Failure to feed/failure to fire malfunction
The first malfunction to discuss is the “failure to feed/failure to fire.” This is a common malfunction and its causes can be organic, mechanical or due to “bad” ammunition. This type of malfunction occurs when the trigger is pulled and the round does not fire or the round has not
properly been fed into the chamber.
One organic factor that can cause this type of malfunction is the magazine not being properly seated, which does not allow the slide to pick up a new round from the magazine and feed it into the chamber. To correct this: Every time a magazine is inserted, give it a good “love tap” to ensure that it seats properly. A mechanical factor that could cause this could be the magazine spring being worn and not fully pushing the rounds to the top of the magazine. We typically recommend inspecting magazine springs every six months, and if they look worn to replace
them. This can also be cause by the primer in the ammunition being faulty or not present. Read our “What Wears Out Gun Magazines” post for more info about this.
Failure to eject/stove pipe malfunction
The next type of malfunction to discuss is the “failure to eject/stove pipe” (as shown in the photo). There are organic issues that can cause this as well as mechanical. An organic issue that can cause this is something commonly referred to as “limp wristing” the firearm or not holding the firearm tight enough. This causes the firearm to recoil farther back that it should, which hinders the ejector from properly ejecting the casing away from the firearm. This can be fixed by correcting the shooters grip.
The internal design of some firearms does make them more prone to having this type of malfunction however, and in that case it would be a mechanical issue. To correct this: Replace worn out extractors or worn out springs.
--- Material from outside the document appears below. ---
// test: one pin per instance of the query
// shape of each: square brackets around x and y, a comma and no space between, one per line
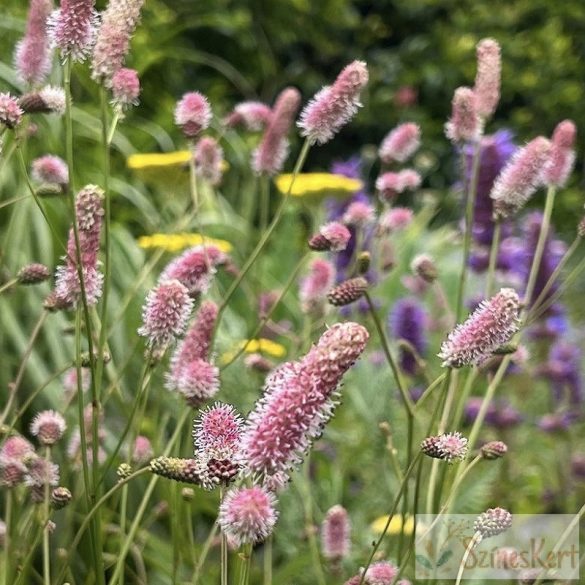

Failure to extract/double feed malfunction
The other common weapon malfunction is the “failure to extract/double feed.” This type of malfunction can usually be traced back to a mechanical issue. The typical causes are extremely dirty or broken extractors, however ammunition can play a role in this as well. Special attention should be payed to the area of the extractor and the bolt face when cleaning firearms. The extractor tends to build up excess
carbon and dust and when this occurs, prevents the extractor from getting a good purchase on the base of the case. This in turn does not allow the extractor to remove the case from the chamber. Shooting steel cased ammunition excessively through a firearm can actually break the extractor over time due to the fact that the metal in the steel casing is denser than the metal of the extractor. To correct this: If steel cased ammunition is going to be used, special attention should be paid to the extractor to ensure that it is in working condition. If it starts to wear or chip, it is recommended to replace the extractor.
Most issues can be fixed by replacing worn out parts as opposed to replacing the entire firearm. If there is anything questionable with the integrity of the firearm or an individual has less experience replacing parts, it is always recommended to seek guidance from a licensed gunsmith, and as always be careful about taking advice from “gun shop commandos.”